When I used to speak about the cost of inaction, or complicity in oppression, I would say our humanity was at risk. But as I have traveled this path of struggle with so many of its young leaders, I have become increasingly aware that it is not our humanity at risk, it is our divinity—the recognition of the Imago Dei in each of us. Moral injury is damage to our very souls, and the image of God dwells in each of our souls and binds us together.
I learned to think about “God with us” in seminary. But God is not just with us, He is within us. Thinking about how we struggle together in the spirit of truth and of love, I don’t have solutions for our moral injuries, but I think we can learn to embrace them. We can take comfort in each other as God with us and be unresolved, be angry, and be hope. Which means, we can be grounded in the Psalm 23 passage that reads, “Yea, though I walk through the valley of the shadow of death, I will fear no evil for thou art with me.”
If together we learn to lean into the discomforts of moral injury, to lean into the gaping hole made wide by poverty and racism in this country, we can recognize that God is not present outside of our trauma, but in the midst of it.
It’s common for we church folk to think of ourselves as bringing people to God, and of ministers as representing God.
But most of the time we’re encountering God as He is working elsewhere, so I’ve been intentional about looking for Him wherever I go, and I found God in Ferguson.
I’m always amused when people ask me, “Where is the church? Why isn’t the church here?” I believe that the church emerges rather than being transported to places where it’s needed. One of the most healing illustrations of that presence of God comes from a woman called Momma Cat. I share her story with her permission. Momma Cat served in the armed forces, and she and her husband have been a constant presence in Ferguson since the day Michael Brown was killed. One day, in the height of the confrontations between protestors and law enforcement, Momma Cat and her husband showed up at the police station with their truck loaded with long, church-like tables. They took the tables out in the parking lot across from the station, set them with a banquet of food Momma Cat had prepared and served anyone who wanted to eat. The protestors ate; the policemen did not, but they could have. I witnessed healing in that moment because the humanity and divinity of those who had been marginalized was being recognized. It was a way of saying: “You matter.”

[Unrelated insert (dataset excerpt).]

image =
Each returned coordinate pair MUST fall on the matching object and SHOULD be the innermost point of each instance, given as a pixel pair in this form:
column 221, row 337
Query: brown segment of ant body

I don’t think anything helps people heal more than knowing they are being seen and heard. It’s just that basic. I learned about this from the people in Ferguson. It's experiential learning, and it's proved invaluable to me. It affirmed what I learned in seminary and continue to learn today.
Let us keep looking for God in others. Let us take to the streets where the young people who have left our churches are. We must not become those who we may one day detest because we took comfort in safety and ignorance, and failed to understand that we all live in the valley of the shadow of death. The only way to walk through the valley is to look for God while we are there.
Let us invoke an intentional counter-narrative. Let us seek out people who offer a contradiction to the traumatizing images that are so easy to consume on the news and social media. Let us remain open to encountering God everywhere we go so we no longer fear evil.
This essay was adapted from a presentation delivered at The Summit in June 2015. Published with permission from Sojourners.
Rev. Traci Blackmon is the Executive Minister of Justice & Local Church Ministries for The United Church of Christ and Senior Pastor of Christ The King United Church of Christ in Florissant, Missouri.